Lorsque la ville de Paris fit construire l’aqueduc Saint-Laurent, elle fut obligée de traiter avec plusieurs propriétaires, de l’acquisition des terrains que cet aqueduc devait traverser. Les constructions terminées, l’administration vendit les emplacements qu’elle n’avait point utilisés. Les acquéreurs des terrains compris entre la rue de la Fidélité et le passage du Désir, se hâtèrent de construire les maisons qui formèrent l’impasse de la Fidélité ; mais ces nouveaux propriétaires ne s’étaient point occupés de l’écoulement des eaux, et cette négligence compromettait la santé publique. L’administration alors forma le projet de convertir cette impasse en une rue, au moyen de son prolongement jusqu’à la rue Neuve-Saint-Jean. L’ordonnance royale qui autorisa cette amélioration est à la date du 2 décembre 1829 et renferme les dispositions suivantes : L’impasse de la Fidélité sera convertie en une rue de 10 m. de largeur, au moyen du prolongement de ladite impasse jusqu’à la rue Neuve-Saint-Jean. Le préfet du département est autorisé à accepter, au nom de la Ville, les offres faites par les propriétaires riverains et voisins de l’impasse, suivant les deux soumissions qu’ils ont souscrites : 1o de concourir pour une somme de dix-huit mille francs aux dépenses que l’exécution de ce projet exigera ; 2o à acquérir des sieurs Grouvelle, Margarittis, Julmasse, Ollive et Chevalier, aux prix portés dans leurs offres, les portions de terrains nécessaires à la prolongation de l’impasse. Le surplus de la dépense, évalué à la somme de cinquante-trois mille francs, sera supporté par la Ville, aux frais de laquelle sera construite en outre une portion d’égout, pour dessécher le puisard établi dans la propriété des sieurs Margarittis et Julmasse et en conduire les eaux jusqu’à l’aqueduc Saint-Laurent. Les propriétaires riverains, tant de l’impasse que de son prolongement, seront tenus de supporter, chacun devant sa propriété et en raison de l’étendue de sa façade, les frais des travaux de nivellement du sol et du premier établissement du pavage, etc… Ce prolongement fut immédiatement exécuté, et la nouvelle communication reçut, en vertu d’une décision ministérielle du 11 novembre 1833, le nom de rue Neuve-de-la-Fidélité. Les propriétés riveraines sont alignées, à l’exception de celle no 19 qui devra subir un faible retranchement. — Égout. — Conduite d’eau.


Figuier (rue du).

Commence aux rues de l’Hôtel-de-Ville, no 2, et du Fauconnier, no 1 ; finit à la rue des Prêtres-Saint-Paul, nos 21 et 23. Le dernier impair est 17 ; le dernier pair, 26. Sa longueur est de 116 m. — 9e arrondissement, quartier de l’Arsenal.

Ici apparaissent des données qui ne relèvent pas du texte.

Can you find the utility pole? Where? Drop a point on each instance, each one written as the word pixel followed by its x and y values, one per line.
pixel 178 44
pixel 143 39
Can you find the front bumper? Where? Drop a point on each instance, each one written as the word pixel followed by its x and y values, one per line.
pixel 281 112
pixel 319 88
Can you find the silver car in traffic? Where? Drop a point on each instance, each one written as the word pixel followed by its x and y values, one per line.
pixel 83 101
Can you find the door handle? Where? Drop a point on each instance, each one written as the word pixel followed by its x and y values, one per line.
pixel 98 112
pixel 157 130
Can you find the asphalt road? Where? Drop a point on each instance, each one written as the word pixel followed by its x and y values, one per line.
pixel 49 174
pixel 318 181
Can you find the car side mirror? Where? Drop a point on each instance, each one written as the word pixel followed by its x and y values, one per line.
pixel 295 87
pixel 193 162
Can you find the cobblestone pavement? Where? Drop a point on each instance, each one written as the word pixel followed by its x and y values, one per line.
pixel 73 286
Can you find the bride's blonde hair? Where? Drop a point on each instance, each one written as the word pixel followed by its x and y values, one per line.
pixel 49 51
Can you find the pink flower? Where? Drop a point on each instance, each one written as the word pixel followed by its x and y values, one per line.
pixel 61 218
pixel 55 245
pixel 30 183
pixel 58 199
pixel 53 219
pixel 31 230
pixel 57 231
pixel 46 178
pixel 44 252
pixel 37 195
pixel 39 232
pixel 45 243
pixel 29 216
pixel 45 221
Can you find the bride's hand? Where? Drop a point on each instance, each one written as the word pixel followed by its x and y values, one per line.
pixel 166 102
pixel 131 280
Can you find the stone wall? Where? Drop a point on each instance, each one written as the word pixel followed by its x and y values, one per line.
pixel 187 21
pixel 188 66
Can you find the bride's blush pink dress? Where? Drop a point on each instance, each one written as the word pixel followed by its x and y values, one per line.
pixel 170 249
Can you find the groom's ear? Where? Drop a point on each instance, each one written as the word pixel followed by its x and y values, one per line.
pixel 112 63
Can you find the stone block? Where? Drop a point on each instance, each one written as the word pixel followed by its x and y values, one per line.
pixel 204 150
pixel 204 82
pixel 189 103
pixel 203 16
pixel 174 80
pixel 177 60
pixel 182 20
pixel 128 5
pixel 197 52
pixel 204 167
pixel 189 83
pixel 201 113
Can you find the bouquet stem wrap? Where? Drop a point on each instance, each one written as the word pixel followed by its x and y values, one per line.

Dès l’année 1300, cette rue était construite et habitée. Elle portait le nom de rue du Figuier, qu’elle conserve encore aujourd’hui. — Une décision ministérielle du 13 thermidor an VI, signée François de Neufchâteau, avait fixé la moindre largeur de cette voie publique à 7 m. Cette moindre largeur a été portée à 11 m., en vertu d’une ordonnance royale du 4 août 1838. L’hôtel de Sens est maintenu sur ses vestiges. Toutes les autres constructions devront subir un retranchement considérable.